Honoré Daumier, Les Etrangers a Paris,
Une Légere Promenade en Omnibus,
lithograph, no date, 8½" x 7",
Donated by Fra Dana
Honoré Daumier (1808 - 1879)
Daumier was a French printmaker, painter and sculptor whose works provided a commentary on the social and political life of 19th century France. He was a prolific draftsman who produced more than 4,000 lithographs and was perhaps best known for his caricatures of political figures and satires on social behavior.

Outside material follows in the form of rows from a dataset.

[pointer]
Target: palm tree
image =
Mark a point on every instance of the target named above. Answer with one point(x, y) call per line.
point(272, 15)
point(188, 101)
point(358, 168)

When the comic journal, La Caricature, was inaugurated Daumier was among its staff members, which sharpened his pictorial wit. He targeted the bourgeoisie, the corruption of the law and governmental incompetence. His caricature of the king as Gargantua, a 16th century giant known for crude humor, led to his imprisonment for six months at Ste. Pelagic in 1832. Daumier moved to another paper, Le Charivari, with which he continued to be associated throughout the rest of his life. He was underrecognized during his life, but enjoyed a posthumous exhibition at the École des Beaux-Arts in 1901. At the time of his death, Daumier was blind and living in a cottage at Valmondois, which the painter Camille Corot provided.
The Montana Museum of Art & Culture collection of Honoré Daumier's work includes lithographs from La Caricature and Le Charivari, which were donated by Fra Dana.